Personally, I would think it's safe to assume that Nissan willl have addressed some of the trans/diff cooling issues but are unlikely to admit to it. Whether it will be enough for you track guys without resorting to additional coolers remains to be seen.

I have it on good authority that the price will be £72K (includes VAT increase to 20%). It's a little more than I would've liked to pay but I think I may be tempted. Will have to see how work does up to Christmas and then decide.


----------



## ROG350Z (Jun 15, 2008)

David.Yu said:


> Not really sure why Rog created another thread? A lot of answers are in the earlier one "Nurburgring this weekend" (which is also a better thread title!).
> 
> ...


Was supposed just to be a quick note to say watch this space - got a little out of hand ha ha!


----------



## David.Yu (Jun 28, 2001)

TAZZMAXX said:


> Apparently there will be no Black or Premium Edition, just one standard trim level but you can opt for the red seat inserts of required. Seats will be Recaros.
> 
> On another note, the suspension will have the ClubSport (Spec V) dampers that will hopefully remove some of the twitchiness and bounce.
> 
> ...


Where did you get that info from? We saw the Premium and Black Editions and sat in them! 
As for SpecV shocks, I thought they were not adjustable?
The new car will definitely retain adjustable shocks with a wider range of damping than currently to take advantage of the new stiffer chassis.

Seeing as Simon Croft himself said that the price was going to be less than £70k inc VAT, I don't know who your source is...


----------



## TAZZMAXX (Mar 9, 2010)

David, I guess we'll have to wait and see.
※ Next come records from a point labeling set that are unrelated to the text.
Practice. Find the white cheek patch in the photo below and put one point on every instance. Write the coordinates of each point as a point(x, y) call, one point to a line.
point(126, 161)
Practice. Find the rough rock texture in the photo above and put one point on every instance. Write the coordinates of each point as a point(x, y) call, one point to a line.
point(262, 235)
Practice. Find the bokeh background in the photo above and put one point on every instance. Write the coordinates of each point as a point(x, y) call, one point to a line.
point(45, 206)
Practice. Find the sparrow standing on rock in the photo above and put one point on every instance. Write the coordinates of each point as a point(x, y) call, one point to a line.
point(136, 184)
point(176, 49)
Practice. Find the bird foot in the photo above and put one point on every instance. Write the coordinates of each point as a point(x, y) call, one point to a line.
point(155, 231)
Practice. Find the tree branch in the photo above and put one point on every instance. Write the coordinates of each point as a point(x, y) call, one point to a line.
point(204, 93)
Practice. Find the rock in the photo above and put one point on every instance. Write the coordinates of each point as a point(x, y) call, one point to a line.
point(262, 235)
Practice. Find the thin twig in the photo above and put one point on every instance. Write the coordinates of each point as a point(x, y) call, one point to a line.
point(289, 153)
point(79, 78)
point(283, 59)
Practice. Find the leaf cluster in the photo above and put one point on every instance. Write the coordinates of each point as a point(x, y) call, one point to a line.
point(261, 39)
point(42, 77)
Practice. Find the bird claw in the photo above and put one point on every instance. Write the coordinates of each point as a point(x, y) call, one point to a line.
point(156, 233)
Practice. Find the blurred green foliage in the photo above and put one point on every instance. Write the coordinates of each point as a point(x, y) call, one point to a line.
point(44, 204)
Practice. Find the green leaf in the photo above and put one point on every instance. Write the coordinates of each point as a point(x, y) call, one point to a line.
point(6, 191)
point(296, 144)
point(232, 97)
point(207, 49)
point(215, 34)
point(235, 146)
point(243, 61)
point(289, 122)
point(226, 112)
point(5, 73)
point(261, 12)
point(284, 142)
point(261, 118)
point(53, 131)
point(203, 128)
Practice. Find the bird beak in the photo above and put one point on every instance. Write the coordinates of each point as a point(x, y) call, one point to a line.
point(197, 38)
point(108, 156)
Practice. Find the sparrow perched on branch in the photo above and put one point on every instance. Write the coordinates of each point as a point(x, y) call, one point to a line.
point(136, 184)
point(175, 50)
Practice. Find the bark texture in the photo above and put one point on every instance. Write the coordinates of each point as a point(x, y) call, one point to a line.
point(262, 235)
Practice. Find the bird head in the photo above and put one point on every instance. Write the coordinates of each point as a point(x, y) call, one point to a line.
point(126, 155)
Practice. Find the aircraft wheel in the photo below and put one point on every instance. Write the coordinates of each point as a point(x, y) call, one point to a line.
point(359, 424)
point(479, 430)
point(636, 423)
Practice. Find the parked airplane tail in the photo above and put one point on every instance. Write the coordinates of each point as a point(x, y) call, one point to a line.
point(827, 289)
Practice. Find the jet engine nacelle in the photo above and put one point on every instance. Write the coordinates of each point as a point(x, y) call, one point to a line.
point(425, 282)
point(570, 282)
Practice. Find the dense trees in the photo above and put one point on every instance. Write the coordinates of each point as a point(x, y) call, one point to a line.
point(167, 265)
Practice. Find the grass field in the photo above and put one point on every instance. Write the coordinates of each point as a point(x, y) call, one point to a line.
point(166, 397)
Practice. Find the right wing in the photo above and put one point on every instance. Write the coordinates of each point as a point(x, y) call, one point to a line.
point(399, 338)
I think it's fair to say that a lot could change between now and next March so maybe it would be good to keep an open mind and not treat anything as though it's set in stone. Maybe bits of what we've both been told will be part of the final package?


----------



## David.Yu (Jun 28, 2001)

We saw a very clear presentation by Mizuno san about the new model range:

Pure Edition (aka Base Model). Nissan GB have already decided not to import this as the previous model represented less than 5% of total GT-R sales. Only shame is the carbon Spec V Recaros were only an option on this out of the mainstream models. Still a very expensive option, but not quite the £6k each they cost as a "spare part"!

Premium Edition. Light grey headlining and seats that look like the 09/10 models.

Black Edition. Very supportive Recaro full electric seats, red bolsters standard with red flash on gearknob. Black headlining.

M Edition. Luxury, fully customisable. He did NOT refer to it as the Egoist.

Spec V. No mention of any changes from current version, but still available.

Track Club. Non road legal track edition with slicks, race suspension, cage etc. 

I would guess the last three were unlikely to be offered in the UK.


----------



## Naranja (Dec 4, 2008)

David.Yu said:


> We saw a very clear presentation by Mizuno san about the new model range:
> 
> Pure Edition (aka Base Model). Nissan GB have already decided not to import this as the previous model represented less than 5% of total GT-R sales. Only shame is the carbon Spec V Recaros were only an option on this out of the mainstream models. Still a very expensive option, but not quite the £6k each they cost as a "spare part"!
> 
> ...


I can second that about the Black Edition Recaros, they were excellent; good looking and very supportive. They were all leather too, as opposed to the leather/alcantara in the premium model which, as David says, were very similar to current.


----------